For the fourth consecutive week, the average performance of the eight world indexes on my watch list has been positive -- this past week by 1.22%, virtually identical to last week's average of 1.25%. And like the previous week, the latest average smooths a considerable range. The top performer, again, was the Shanghai Composite, up 4.31% for the week after a gain of 4.12% the previous week. The Shanghai story is more dramatic than the weekly close suggests. The index is up 9.74% in nine sessions. Asia-Pacific indexes nabbed the top three slots, with Japan's Nikkei up 2.21% and Hong Kong's Hang Seng up 1.87%.
At the other end of the wide range of weekly performances was the other Asian index on our watch list. India's SENSEX declined 0.55%, with the S&P 500 in next-to-last with a 0.32% loss.
The Shanghai remains the only index on the watch list in bear territory -- the traditional designation for a 20% decline from an interim high. See the table inset (lower right) in the chart below. Despite its huge nine-day rally, the index is still down 38% from its interim high of August 2009. At the other end of the inset, the FTSE is in the top spot for the second week and is now a mere 2.78% from its interim high, set in February 2011. The S&P 500 is close behind at 3.56% from its interim high of September 14th, the day after QE3 was announced.

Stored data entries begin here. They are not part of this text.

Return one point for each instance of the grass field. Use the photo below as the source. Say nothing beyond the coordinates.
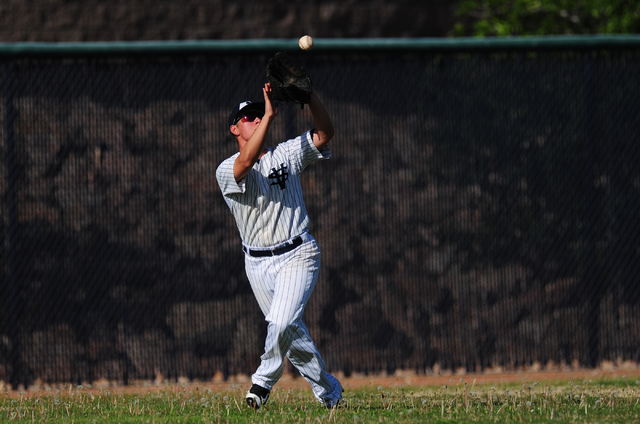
(612, 400)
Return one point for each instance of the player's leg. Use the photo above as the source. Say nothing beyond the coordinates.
(296, 273)
(304, 355)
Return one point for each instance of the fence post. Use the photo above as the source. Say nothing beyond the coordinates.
(13, 301)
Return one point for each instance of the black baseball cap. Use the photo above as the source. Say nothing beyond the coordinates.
(244, 108)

As 2012 performances, here is a table highlighting the year-to-date gains, sorted in that order, and the 2012 interim highs for the eight indexes. India's SENSEX has the top spot, up nearly 25% and only about a percent off its YTD high. Germany's DAXK is in second, with the Hang Seng not far behind in third place. Actually Friday's close was the Hang Seng's YTD high. In contrast, the Shanghai continues to hold the distinction of being the only index with a YTD loss, down 2.22%. But its current trend makes it a good bet for finishing the year with a gain.
A Closer Look at the Last Four Weeks
The tables below provide a concise overview of performance comparisons over the past four weeks for these eight major indexes. I've also included the average for each week so that we can evaluate the performance of a specific index relative to the overall mean and better understand weekly volatility. The colors for each index name help us visualize the comparative performance over time.
The chart below illustrates the comparative performance of World Markets since March 9, 2009. The start date is arbitrary: The S&P 500, CAC 40 and BSE SENSEX hit their lows on March 9th, the Nikkei 225 on March 10th, the DAX on March 6th, the FTSE on March 3rd, the Shanghai Composite on November 4, 2008, and the Hang Seng even earlier on October 27, 2008. However, by aligning on the same day and measuring the percent change, we get a better sense of the relative performance than if we align the lows.
A Longer Look Back
Here is the same chart starting from the turn of 21st century. The relative over-performance of the emerging markets (Shanghai, Mumbai SENSEX, Hang Seng) is readily apparent, especially the SENSEX, but the trend over the past two years has not been their friend (make that three years for the Shanghai).